LU-11518 ldlm: control lru_size for extent lock

[fs/lustre-release.git] / lustre / ldlm / ldlm_request.c
diff --git a/lustre/ldlm/ldlm_request.c b/lustre/ldlm/ldlm_request.c

index a8084b1..ff5ae53 100644 (file)
--- a/lustre/ldlm/ldlm_request.c
+++ b/lustre/ldlm/ldlm_request.c
@@ -67,6 +67,7 @@
  unsigned int ldlm_enqueue_min = OBD_TIMEOUT_DEFAULT;
  module_param(ldlm_enqueue_min, uint, 0644);
  MODULE_PARM_DESC(ldlm_enqueue_min, "lock enqueue timeout minimum");
+EXPORT_SYMBOL(ldlm_enqueue_min);
  
  /* in client side, whether the cached locks will be canceled before replay */
  unsigned int ldlm_cancel_unused_locks_before_replay = 1;
@@ -852,8 +853,7 @@ int ldlm_prep_elc_req(struct obd_export *exp, struct ptlrpc_request *req,
         struct req_capsule      *pill = &req->rq_pill;
         struct ldlm_request     *dlm = NULL;
         LIST_HEAD(head);
-       enum ldlm_lru_flags lru_flags;
-       int avail, to_free, pack = 0;
+       int avail, to_free = 0, pack = 0;
         int rc;
  
         ENTRY;
@@ -865,10 +865,10 @@ int ldlm_prep_elc_req(struct obd_export *exp, struct ptlrpc_request *req,
                 req_capsule_filled_sizes(pill, RCL_CLIENT);
                 avail = ldlm_capsule_handles_avail(pill, RCL_CLIENT, canceloff);
  
-               lru_flags = LDLM_LRU_FLAG_NO_WAIT | (ns_connect_lru_resize(ns) ?
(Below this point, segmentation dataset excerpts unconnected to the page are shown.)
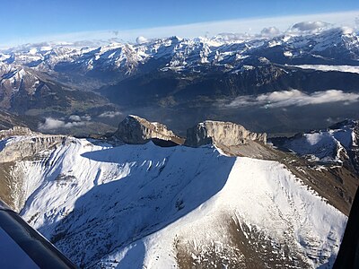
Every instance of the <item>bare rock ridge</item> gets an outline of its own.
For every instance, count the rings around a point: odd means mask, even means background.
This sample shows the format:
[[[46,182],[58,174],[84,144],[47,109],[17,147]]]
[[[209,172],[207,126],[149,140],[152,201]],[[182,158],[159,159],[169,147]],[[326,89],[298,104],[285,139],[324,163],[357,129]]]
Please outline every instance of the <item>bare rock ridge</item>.
[[[152,140],[160,145],[185,144],[197,147],[204,144],[234,146],[249,141],[267,143],[267,134],[248,131],[232,122],[206,120],[187,131],[187,139],[176,135],[166,126],[149,122],[138,116],[129,115],[118,125],[114,137],[127,143],[145,143]],[[163,143],[167,142],[168,143]]]
[[[14,136],[18,138],[13,138]],[[4,163],[34,156],[69,138],[66,135],[42,134],[27,127],[14,126],[0,131],[0,163]]]
[[[267,134],[252,133],[232,122],[206,120],[187,130],[185,144],[197,147],[215,143],[224,146],[245,144],[249,141],[267,143]]]
[[[168,142],[173,144],[183,144],[184,139],[177,136],[166,126],[149,122],[138,116],[128,115],[119,123],[114,137],[126,143],[145,143],[153,140],[155,143]]]

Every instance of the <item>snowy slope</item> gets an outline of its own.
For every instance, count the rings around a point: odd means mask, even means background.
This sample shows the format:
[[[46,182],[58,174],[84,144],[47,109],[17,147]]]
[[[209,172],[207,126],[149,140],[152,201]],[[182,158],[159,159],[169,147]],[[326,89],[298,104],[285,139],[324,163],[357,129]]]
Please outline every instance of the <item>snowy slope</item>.
[[[274,38],[233,36],[223,39],[218,36],[190,39],[171,37],[141,44],[115,42],[99,48],[92,43],[84,47],[45,45],[28,44],[0,51],[0,61],[48,73],[117,71],[123,74],[136,74],[142,65],[147,65],[144,69],[146,71],[159,67],[163,71],[181,72],[198,66],[238,70],[246,64],[244,59],[248,57],[266,57],[272,63],[289,65],[359,65],[359,37],[346,28],[310,35],[287,33]],[[161,61],[156,63],[159,59]],[[333,68],[325,65],[320,68]]]
[[[346,221],[284,165],[214,147],[68,138],[48,156],[17,165],[21,213],[83,266],[330,265]]]
[[[357,146],[358,131],[357,121],[344,121],[327,130],[297,134],[283,146],[299,155],[311,155],[313,161],[340,163]]]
-                       LDLM_LRU_FLAG_LRUR : LDLM_LRU_FLAG_AGED);
-               to_free = !ns_connect_lru_resize(ns) &&
-                       opc == LDLM_ENQUEUE ? 1 : 0;
+               /* If we have reached the limit, free +1 slot for the new one */
+               if (!ns_connect_lru_resize(ns) && opc == LDLM_ENQUEUE &&
+                   ns->ns_nr_unused >= ns->ns_max_unused)
+                       to_free = 1;
  
                 /*
                  * Cancel LRU locks here _only_ if the server supports
@@ -878,7 +878,7 @@ int ldlm_prep_elc_req(struct obd_export *exp, struct ptlrpc_request *req,
                 if (avail > count)
                         count += ldlm_cancel_lru_local(ns, cancels, to_free,
                                                        avail - count, 0,
-                                                      lru_flags);
+                                                      LDLM_LRU_FLAG_NO_WAIT);
                 if (avail > count)
                         pack = count;
                 else
@@ -1448,6 +1448,14 @@ int ldlm_cli_update_pool(struct ptlrpc_request *req)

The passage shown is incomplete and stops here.